Regular readers will recall that I've been grinder hunting. I bought a gaggia classic on the sale forum, and have been pairing it with a rhino. But I'm lazy, and with everyone in the family enjoying coffee (including a 5 year old who loves a cappuccino!), I needed a grinder.

I'm also tight, so wanted the best bang for a cheap buck. After lots if research, I've gone for a graef cm80.









First impressions weren't great. Even on the finest setting I was getting a course grind that flew out of the portafilter in about 10s.

More reading.... And I added a very thin piece of card under the lower burr. This shifts it up just a little, adding to the 3 spacers that came prefitted. With a little dialling-in, I'm now grinding at setting 7/8.

I've just pulled an 18/31g shot in 25s, loads of lovely crema and a cracking texture and taste.

So far I'm very happy.









Before adding the spacer, I ground a load to take to work for my aeropress. That was obviously handled quickly and easily, giving a very even grind and a good aeropress.

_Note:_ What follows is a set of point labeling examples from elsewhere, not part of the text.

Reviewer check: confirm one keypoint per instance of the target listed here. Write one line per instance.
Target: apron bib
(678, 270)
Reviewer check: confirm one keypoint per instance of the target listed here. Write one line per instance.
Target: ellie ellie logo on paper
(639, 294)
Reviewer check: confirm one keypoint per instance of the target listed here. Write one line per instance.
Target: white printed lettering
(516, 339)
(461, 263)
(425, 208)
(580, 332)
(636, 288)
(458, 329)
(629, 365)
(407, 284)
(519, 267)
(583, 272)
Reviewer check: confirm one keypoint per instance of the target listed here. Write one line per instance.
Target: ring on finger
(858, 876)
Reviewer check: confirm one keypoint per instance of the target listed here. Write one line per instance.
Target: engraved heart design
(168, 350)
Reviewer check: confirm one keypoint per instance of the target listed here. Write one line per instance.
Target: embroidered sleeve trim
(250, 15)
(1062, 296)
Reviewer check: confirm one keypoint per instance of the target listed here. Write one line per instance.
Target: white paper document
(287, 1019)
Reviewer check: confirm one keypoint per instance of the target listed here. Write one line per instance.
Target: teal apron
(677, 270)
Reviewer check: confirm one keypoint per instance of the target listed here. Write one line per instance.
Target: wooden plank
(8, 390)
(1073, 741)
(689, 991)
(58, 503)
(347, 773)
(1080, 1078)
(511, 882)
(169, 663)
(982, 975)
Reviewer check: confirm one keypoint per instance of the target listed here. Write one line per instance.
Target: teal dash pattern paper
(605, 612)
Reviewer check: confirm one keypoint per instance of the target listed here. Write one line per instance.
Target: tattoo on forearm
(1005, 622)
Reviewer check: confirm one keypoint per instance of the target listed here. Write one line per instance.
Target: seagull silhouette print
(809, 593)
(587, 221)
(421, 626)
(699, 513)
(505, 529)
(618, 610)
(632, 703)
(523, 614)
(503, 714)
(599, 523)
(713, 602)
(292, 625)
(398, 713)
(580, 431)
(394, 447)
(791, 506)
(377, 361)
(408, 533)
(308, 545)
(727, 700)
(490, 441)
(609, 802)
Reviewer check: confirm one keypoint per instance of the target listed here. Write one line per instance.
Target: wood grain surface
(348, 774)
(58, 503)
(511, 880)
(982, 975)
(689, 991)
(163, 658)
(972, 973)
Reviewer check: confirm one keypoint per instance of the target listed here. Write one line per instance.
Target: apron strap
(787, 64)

The grinder is doserless, static isn't too bad, and it retains a few grams. A thump on the side helps that tho.


----------



## MrShades (Jul 29, 2009)

I've just bought a Graef CM95 courtesy of eBay - so will see how it goes with the Classic.

Will be interesting to see how the on-demand timed dosing works on it, and how accurate or not it is.

I also expect to need to shim it a bit before I can get a good espresso grind anywhere near the midrange... but we will see. Was ideally looking for a new CM900/950 but they seem too new and no one has any - but they have the adjustable burr carrier.

The newer versions also appear to have 40 steps to the grind adjustment rather than 25 on these - but having looked at them it appears that it's simply adjustable over a wider range rather than being higher resolution steps. A bit of tape here and there will easily make it stepless anyway - so not worried about the steps at all.

Will post pics somewhere when it arrives.


----------